I got a bit of a kick in the bum earlier this week by our internal tax team, asking that I complete my tax organizer early in order to avoid excessive costs associated with paying our tax preparer. This was great, because otherwise I would have waited until August or September like I did last year, and not get my refund until October. It's also great because I'm a company man and a shareholder, so any way I can help avoid cost for my employer is good for everyone.

I had completed everything except the portion where I had to list out all my brokerage transactions. I've been putting this off because I did a tremendous amount of transactions last year, day trading quite a bit. I had stacks and stacks of paperwork to go through, ensuring every last dollar was balanced out properly. In doing this I had a few thoughts:

1. Stick to one brokerage account (or as few as possible, at least): last year I traded in three brokerage accounts, four if you count the one where my company stock grants are deposited. This means I had multiple 1099's, schedule D's, and other tax forms that needed to be carefully reviewed. It becomes especially hard because each broker reports this information differently and you have to deal with collecting multiple tax documents to support the return.

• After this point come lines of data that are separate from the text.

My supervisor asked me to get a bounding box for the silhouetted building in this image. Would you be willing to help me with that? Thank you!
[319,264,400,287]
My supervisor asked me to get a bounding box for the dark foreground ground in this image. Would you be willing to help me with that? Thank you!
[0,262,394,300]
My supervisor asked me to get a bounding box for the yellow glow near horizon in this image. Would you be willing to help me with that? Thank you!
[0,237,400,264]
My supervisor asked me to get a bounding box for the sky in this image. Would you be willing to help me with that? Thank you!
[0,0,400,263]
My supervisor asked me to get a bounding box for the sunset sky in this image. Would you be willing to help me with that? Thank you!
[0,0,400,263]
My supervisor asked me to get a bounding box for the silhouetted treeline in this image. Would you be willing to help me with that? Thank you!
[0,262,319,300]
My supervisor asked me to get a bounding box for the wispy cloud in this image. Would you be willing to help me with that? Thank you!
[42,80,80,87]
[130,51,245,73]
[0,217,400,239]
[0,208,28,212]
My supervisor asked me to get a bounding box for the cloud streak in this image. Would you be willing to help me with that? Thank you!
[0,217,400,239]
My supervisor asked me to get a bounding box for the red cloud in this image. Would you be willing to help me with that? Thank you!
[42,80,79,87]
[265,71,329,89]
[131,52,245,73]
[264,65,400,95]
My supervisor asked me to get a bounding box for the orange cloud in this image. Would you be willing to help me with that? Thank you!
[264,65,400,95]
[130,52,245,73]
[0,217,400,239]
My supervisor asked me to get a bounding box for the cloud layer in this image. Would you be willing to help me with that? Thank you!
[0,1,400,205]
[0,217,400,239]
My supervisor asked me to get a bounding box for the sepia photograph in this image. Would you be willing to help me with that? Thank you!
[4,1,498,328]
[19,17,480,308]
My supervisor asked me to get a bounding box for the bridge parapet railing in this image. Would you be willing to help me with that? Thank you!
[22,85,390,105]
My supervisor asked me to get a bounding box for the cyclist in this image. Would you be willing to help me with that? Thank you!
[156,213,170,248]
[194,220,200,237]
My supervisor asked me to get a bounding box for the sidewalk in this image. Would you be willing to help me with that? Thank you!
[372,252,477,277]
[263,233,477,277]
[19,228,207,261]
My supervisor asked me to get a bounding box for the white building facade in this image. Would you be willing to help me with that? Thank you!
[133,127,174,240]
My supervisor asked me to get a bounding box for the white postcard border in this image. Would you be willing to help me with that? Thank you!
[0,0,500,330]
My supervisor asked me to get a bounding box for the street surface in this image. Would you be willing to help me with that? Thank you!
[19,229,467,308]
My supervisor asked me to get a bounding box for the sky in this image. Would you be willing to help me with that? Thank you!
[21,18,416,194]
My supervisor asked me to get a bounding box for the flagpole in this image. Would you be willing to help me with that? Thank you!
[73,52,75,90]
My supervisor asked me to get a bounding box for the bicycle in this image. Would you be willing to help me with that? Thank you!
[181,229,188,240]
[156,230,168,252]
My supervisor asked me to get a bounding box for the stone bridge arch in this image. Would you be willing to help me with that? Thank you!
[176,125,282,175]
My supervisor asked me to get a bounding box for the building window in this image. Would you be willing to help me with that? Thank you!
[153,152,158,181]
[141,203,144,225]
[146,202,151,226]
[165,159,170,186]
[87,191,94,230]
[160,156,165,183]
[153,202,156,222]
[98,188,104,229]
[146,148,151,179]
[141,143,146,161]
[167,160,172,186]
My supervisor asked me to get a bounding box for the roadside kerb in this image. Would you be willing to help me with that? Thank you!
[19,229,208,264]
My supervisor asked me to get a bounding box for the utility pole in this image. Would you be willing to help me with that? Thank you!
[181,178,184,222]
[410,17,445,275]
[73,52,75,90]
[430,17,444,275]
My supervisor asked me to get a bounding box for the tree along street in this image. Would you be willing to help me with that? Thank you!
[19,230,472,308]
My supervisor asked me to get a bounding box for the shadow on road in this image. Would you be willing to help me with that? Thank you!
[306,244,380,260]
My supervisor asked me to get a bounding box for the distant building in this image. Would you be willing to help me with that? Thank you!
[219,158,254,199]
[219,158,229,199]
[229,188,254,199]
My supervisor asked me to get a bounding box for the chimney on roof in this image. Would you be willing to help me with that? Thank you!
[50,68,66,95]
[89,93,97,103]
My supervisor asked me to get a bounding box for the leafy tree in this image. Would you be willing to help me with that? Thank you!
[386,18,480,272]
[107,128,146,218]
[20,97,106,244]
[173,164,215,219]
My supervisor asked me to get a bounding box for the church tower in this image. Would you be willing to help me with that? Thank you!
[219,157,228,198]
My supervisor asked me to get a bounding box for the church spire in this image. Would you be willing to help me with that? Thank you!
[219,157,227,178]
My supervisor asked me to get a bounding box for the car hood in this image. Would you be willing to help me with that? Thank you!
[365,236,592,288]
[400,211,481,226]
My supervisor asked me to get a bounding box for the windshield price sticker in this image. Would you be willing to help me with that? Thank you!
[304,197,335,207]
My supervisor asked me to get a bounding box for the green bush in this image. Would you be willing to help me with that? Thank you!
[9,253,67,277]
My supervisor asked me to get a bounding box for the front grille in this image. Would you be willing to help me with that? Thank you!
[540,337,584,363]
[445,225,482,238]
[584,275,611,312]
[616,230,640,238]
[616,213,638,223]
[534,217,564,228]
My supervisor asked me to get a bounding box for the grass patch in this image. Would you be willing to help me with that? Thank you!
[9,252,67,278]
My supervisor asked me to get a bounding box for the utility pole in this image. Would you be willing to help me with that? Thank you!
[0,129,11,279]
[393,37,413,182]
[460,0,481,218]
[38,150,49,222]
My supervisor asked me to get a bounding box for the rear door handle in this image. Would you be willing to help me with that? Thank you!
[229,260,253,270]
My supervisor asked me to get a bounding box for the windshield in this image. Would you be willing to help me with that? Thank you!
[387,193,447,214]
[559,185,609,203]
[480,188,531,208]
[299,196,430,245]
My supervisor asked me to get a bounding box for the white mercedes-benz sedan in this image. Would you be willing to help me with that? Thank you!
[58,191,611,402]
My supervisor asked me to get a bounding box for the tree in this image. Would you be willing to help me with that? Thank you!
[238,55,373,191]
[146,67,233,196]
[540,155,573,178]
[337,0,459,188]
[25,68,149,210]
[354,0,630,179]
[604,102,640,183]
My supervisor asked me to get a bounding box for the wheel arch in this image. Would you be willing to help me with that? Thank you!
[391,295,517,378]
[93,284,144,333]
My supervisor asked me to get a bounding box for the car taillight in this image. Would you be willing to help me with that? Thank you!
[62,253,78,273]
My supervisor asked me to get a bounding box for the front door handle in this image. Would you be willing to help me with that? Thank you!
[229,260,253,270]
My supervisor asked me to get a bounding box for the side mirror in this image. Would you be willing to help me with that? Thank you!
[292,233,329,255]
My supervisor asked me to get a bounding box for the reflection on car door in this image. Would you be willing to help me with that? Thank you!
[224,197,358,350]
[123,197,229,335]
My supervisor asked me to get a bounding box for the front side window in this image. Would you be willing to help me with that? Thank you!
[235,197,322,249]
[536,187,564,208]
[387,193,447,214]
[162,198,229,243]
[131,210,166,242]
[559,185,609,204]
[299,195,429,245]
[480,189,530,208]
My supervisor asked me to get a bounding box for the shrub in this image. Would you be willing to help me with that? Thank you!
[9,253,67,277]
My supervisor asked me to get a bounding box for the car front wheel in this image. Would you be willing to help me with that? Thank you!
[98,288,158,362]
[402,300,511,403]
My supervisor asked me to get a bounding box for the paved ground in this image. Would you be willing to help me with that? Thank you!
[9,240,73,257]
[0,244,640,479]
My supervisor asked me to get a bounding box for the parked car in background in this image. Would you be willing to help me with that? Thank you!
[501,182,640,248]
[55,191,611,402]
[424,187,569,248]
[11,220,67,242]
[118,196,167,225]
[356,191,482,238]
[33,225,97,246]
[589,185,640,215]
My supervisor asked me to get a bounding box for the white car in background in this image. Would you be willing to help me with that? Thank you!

2. Create as few tax lots as possible: this isn't totally problematic in terms of completing my return, it just results in a lot of paperwork. Sharebuilder is the classic example: I sold securities last year that I had been adding to on an almost weekly basis since 2008, and so all those lots are detailed on the 1099. It was a whopping 36 pages. The biggest culprit here: dividend reinvestment. In a taxable account, a dividend reinvestment is a tax lot. Sharebuilder is a funny thing, it makes it really easy to build positions for a reasonable cost (assuming you buy big enough lots), but when it comes time to sell, it can get confusing. I'm not against "scaling in" or "averaging down" because I do it all the time, but in the Sharebuilder account I was buying pretty much the same stuff every Tuesday, give or take.

3. Start as soon as possible: brokerages are required by the IRS to provide your tax documents by February 15th, but they are allowed to file extensions, some as late as March 30th. We all know that procrastination is bad, but in the case of someone with a large number of trades to record it can be a major detriment. I'm lucky in my circumstances, I've got extensions and support doing my taxes, but it was still a lot of work. In a perfect world I can send the tax preparer all my forms and have it done, but the way this system works still requires me to record all my transactions, so I may as well have done the tax filing myself if it weren't for all the exotic tax rules for ex-pats that I don't know about.  And honestly, I was going to do this weeks ago, but I got caught up doing things much more fun than tax returns. But I hunkered down for about three hours and knocked it out. Which brings me to my next point...

4. Do it in as few sittings as possible: I know sometimes it can be easier to do these types of things in small allotments, especially if you work on your return each time a new tax document comes in, but sometimes you just need to focus on everything all at once. In my case, I completed the basic information, interest and dividends, but when it came to the brokerage transactions I just froze. There were so many, and there were three active accounts. I procrastinated for weeks, then I got the motivation from my employer, and decided to just knock it out. I had to go into the office so I could use my large screen monitors. I drank a few cups of coffee, poured all over my paperwork, and completed the transaction worksheet in about three hours. No distractions.

That's it! It's just about getting it done and doing it right. My goal for the 2013 tax year is to transfer all my remaining securities into the Interactive Brokers account, so there's one source of brokerage data to maintain. I'm repatriating as well so I have one more year of tax drama to deal with before getting back into regular US resident tax rules, then it will be back to using TurboTax and getting my return on time.